Comment by ruuda

5 days ago

Everything I know about IPv6 comes from this one blog post: https://apenwarr.ca/log/20170810. It’s from 2017, when IPv6 adoption was 17% according to https://www.google.com/intl/en/ipv6/statistics.html; today it’s close to 50%.

I'd assume a lot of this is because of mobile devices of some type. Getting legacy network operators like cable providers to supply IPv6 has been hell.

  • Eyeball networks and cloud providers have been implementing IPv6. In the US all major phone carriers are v6 only with XLAT, the large residential ISP all have implemented v6 (Charter/Spectrum, Comcast/Xfinity, altice/optimum). The lagging networks are smaller residential ISP and enterprise networks.

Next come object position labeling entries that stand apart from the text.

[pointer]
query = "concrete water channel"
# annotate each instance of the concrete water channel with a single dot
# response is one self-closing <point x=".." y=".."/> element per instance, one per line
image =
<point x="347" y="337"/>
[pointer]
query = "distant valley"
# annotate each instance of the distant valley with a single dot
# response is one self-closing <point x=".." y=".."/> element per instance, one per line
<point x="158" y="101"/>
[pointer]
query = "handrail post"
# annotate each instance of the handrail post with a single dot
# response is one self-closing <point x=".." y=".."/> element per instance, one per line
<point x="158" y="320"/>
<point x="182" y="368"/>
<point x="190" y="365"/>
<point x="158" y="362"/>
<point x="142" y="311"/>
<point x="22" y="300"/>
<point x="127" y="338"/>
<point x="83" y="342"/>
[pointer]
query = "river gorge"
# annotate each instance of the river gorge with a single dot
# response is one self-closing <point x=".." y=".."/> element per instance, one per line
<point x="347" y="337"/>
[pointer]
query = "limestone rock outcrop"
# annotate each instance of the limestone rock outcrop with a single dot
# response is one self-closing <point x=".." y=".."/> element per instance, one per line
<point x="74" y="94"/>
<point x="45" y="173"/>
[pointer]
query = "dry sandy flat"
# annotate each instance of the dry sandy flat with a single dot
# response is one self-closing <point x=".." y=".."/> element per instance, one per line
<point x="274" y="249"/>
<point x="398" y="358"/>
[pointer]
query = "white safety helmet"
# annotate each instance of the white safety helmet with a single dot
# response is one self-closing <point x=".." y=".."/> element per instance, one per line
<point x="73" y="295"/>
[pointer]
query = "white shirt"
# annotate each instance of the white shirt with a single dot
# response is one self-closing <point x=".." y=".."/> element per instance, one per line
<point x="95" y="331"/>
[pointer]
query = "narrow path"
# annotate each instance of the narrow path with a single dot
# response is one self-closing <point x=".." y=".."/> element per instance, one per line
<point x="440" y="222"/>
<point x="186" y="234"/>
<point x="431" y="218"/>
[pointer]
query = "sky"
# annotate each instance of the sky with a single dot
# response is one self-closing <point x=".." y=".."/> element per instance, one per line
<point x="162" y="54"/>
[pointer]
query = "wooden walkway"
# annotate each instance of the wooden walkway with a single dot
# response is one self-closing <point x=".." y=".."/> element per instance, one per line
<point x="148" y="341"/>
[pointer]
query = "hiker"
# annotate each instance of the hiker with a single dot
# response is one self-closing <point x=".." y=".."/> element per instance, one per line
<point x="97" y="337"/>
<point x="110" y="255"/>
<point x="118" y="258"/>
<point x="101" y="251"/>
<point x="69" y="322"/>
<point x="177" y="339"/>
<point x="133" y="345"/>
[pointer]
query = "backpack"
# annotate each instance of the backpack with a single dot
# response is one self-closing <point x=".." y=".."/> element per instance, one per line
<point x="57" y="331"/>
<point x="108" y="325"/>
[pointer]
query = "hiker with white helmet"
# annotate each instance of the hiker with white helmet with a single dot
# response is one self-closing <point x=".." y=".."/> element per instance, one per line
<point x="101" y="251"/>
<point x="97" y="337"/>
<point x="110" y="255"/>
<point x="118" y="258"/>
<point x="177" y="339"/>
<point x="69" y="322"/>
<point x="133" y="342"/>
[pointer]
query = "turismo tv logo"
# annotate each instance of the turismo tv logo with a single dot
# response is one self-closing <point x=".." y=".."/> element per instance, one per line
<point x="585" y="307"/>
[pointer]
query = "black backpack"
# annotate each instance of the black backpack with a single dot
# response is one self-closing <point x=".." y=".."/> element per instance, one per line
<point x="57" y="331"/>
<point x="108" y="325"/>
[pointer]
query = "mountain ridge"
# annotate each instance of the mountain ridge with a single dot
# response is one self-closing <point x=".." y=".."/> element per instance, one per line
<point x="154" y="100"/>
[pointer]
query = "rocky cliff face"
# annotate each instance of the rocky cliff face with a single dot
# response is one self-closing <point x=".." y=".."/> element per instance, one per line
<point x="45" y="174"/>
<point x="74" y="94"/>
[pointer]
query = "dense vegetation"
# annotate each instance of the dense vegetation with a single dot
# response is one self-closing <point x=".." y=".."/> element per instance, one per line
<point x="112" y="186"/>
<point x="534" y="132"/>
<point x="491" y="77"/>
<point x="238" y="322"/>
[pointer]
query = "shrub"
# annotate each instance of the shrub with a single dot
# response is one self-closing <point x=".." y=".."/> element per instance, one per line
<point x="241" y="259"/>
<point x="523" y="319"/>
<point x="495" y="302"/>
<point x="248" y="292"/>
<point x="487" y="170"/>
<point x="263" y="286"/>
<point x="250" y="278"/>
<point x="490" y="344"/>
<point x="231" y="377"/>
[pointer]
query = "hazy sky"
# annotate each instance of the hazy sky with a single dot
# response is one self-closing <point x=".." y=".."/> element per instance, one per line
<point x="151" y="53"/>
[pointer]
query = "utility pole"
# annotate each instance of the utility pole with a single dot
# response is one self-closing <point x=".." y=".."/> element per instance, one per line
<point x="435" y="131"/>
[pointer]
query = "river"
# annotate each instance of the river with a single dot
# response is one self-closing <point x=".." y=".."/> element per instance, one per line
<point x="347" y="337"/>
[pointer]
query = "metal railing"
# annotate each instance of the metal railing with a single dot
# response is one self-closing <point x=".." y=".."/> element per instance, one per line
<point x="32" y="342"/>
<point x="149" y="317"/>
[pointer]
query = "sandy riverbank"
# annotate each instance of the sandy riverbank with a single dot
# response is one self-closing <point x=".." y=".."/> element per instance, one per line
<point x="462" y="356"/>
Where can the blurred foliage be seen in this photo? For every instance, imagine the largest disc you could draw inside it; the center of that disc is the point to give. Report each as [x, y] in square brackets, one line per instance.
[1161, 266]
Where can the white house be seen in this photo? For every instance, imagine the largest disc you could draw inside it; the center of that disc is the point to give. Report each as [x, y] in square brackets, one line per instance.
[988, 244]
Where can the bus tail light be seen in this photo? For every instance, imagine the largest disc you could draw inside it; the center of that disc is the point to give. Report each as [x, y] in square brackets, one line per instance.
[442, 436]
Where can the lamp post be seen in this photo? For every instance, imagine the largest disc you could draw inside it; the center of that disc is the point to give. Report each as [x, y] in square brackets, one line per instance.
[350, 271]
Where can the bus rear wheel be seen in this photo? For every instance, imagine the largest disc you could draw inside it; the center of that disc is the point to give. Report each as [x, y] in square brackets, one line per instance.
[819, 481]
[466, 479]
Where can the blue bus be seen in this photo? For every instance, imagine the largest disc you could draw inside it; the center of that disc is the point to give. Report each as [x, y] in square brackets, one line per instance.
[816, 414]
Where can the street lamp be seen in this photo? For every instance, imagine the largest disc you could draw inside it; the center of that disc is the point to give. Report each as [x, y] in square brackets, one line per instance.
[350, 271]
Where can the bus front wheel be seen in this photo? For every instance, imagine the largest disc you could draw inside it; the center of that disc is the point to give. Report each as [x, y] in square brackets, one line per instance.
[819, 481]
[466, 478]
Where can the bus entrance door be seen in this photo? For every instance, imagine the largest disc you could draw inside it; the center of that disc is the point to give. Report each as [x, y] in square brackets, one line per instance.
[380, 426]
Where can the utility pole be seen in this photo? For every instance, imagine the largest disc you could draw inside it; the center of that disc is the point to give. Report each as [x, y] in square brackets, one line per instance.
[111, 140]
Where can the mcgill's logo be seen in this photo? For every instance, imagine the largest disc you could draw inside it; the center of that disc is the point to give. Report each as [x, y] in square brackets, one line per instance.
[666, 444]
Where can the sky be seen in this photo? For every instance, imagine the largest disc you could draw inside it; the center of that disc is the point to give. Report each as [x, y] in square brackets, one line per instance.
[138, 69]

    In Asia they've implemented v6 everywhere pretty much because their v4 allocation is woefully insufficient. APNIC has like 4 billion people in it but less IP space than ARIN, with a population of less than 500 million.

    • Just because the ISPs have implemented IPv6 doesn't mean anyone's home router is using it, let alone all the devices in the home WiFi

      4 replies →

  • > Getting legacy network operators like cable providers to supply IPv6 has been hell.

    In my experience it's actually the large enterprises that are having issues.

Is that worldwide adoption or adoption in the US? China went from almost nothing to 77% adoption is just a few years because they included it in their last 5-year-plan. How much of that adoption would be explained by China alone

  • Google's stats are Google International, i.e. everywhere Google provides service. Whether that includes China depends on the whims of the Politbüro.

That's the best thing I've read all year. Ok, it's the best thing I've read last year too. I kinda knew all this stuff but I never knew how it all happened. I never thought of MAC as unnecessary in an IPv6 world.